Adding a look at metrics in design and marketing projects is certainly a differential. In addition to more information available for decision-making and task priority setting, using this data dimension also fosters a performance culture: you can only optimize if you keep your eyes on the gauges!
See the definition, what it is for and how to apply the cohort analysis technique.
One of the metrics whose adoption by our industry is growing more is cohort analysis. It is a more complex technique because it is dynamic – instead of a given number for a period (eg, total sessions, time on page), cohort analysis signaled usage behavior of specific user groups or customers over different periods .
Cohort is a group of people who share a common trait in a certain period of time.
In apps, for example, we can define cohorts according to the application’s application date:
Another example of how much it is used is in and commerces; here the cohorts can be defined according to the reference channels:
The first step in the analysis is to define relevant cohorts for your case. Next, indicators are defined that can answer a question or hypothesis.
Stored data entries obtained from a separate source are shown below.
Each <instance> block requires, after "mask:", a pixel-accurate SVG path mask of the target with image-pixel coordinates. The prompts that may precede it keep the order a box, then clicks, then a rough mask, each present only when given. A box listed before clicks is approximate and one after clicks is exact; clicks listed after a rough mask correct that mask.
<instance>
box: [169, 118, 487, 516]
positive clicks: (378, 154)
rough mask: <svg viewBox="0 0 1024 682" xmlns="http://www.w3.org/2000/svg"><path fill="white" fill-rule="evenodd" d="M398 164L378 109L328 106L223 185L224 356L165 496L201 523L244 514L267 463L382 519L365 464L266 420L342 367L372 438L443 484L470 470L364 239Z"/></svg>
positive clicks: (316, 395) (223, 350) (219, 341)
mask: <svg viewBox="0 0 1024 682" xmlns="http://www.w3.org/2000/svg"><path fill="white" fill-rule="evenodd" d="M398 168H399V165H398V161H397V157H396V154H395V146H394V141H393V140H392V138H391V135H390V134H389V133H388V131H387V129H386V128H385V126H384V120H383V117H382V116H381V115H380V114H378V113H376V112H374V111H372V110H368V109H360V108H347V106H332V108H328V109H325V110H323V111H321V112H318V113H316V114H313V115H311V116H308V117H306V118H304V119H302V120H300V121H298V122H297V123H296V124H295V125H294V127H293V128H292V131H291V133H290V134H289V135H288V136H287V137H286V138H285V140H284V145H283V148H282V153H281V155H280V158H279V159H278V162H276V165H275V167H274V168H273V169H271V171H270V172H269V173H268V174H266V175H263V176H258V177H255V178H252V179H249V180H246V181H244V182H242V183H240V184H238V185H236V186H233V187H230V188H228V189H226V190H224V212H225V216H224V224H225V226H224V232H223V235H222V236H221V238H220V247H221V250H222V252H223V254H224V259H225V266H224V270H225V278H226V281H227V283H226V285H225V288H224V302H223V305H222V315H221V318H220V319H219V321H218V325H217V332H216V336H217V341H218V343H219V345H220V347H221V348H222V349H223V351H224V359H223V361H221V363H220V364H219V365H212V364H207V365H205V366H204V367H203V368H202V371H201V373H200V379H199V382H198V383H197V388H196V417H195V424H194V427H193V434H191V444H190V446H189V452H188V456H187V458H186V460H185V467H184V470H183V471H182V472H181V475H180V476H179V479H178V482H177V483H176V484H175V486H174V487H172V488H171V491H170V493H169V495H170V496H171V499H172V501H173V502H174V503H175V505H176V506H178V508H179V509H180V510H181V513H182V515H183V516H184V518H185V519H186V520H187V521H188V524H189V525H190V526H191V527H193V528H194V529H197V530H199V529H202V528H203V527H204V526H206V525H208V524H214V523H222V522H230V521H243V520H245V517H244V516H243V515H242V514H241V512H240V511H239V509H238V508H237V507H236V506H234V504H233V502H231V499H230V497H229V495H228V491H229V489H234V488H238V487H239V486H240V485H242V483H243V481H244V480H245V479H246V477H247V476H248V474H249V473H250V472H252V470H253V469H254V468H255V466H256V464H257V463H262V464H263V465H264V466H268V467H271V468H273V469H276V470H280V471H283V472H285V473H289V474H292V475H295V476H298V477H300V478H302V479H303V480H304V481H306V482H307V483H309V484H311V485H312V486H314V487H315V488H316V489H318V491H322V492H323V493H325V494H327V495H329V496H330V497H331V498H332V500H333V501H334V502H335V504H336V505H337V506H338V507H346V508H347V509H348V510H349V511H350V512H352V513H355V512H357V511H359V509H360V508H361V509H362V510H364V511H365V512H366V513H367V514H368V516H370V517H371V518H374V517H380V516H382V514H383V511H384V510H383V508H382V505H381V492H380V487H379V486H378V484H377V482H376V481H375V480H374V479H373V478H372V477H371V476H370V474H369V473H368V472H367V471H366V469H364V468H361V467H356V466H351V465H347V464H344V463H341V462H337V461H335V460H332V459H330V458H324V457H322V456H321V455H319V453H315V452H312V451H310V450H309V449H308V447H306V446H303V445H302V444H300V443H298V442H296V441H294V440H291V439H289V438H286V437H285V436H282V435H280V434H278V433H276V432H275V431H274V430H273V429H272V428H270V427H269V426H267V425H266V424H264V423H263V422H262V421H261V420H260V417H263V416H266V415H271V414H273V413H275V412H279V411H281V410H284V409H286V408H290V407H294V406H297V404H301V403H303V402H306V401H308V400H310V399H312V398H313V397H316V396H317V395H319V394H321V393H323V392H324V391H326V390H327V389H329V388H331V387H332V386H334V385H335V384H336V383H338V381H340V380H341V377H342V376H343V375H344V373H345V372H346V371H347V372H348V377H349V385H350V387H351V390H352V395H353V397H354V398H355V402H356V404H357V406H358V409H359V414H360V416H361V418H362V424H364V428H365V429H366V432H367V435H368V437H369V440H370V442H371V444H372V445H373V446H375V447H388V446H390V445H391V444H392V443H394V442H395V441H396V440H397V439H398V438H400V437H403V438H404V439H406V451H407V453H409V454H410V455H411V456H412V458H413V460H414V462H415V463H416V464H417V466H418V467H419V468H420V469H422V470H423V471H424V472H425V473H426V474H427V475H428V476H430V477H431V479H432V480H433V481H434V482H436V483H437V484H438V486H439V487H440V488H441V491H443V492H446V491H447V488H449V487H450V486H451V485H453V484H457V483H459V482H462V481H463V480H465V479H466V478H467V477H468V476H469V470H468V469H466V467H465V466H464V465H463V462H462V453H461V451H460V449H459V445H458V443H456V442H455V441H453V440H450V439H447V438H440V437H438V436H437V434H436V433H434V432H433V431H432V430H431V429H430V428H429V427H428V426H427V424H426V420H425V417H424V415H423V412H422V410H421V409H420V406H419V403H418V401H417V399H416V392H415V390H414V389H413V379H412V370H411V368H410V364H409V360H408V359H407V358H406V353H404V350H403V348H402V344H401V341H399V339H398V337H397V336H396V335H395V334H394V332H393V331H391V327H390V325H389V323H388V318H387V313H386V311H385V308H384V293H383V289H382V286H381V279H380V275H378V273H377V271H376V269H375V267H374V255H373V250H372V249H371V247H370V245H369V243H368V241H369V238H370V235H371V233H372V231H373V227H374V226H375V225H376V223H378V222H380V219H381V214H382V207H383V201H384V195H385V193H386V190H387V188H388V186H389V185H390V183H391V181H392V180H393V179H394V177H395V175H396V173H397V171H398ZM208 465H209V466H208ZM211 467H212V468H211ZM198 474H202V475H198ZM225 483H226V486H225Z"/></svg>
In the first example given, from an application, we could look at cohorts for conversions (or actions) completed in the application. In this case, a decrease in conversions in each successive cohort over a period is a dangerous signal: average user quality is declining over time, changes have been made within the app that have affected engagement and retention. Here’s how to use cohort analysis to measure behavior .
In the second example of the virtual store, the cohorts defined by the acquisition channel may show that reference types are more valuable to the business, not only based on the revenue of a single purchase from each user in a cohort, but also from purchases that can should be repeated in the period. In this case, cohort analysis can help measure the value of the customer’s life , or LTV (Lifetime Value).
It is a good choice for those who have little time and need a report that summarizes important points such as retention and value per customer, applications, systems, stores and sites. Tools like Google Analytics already offer this kind of analysis, which can also be done manually with simple data sheets.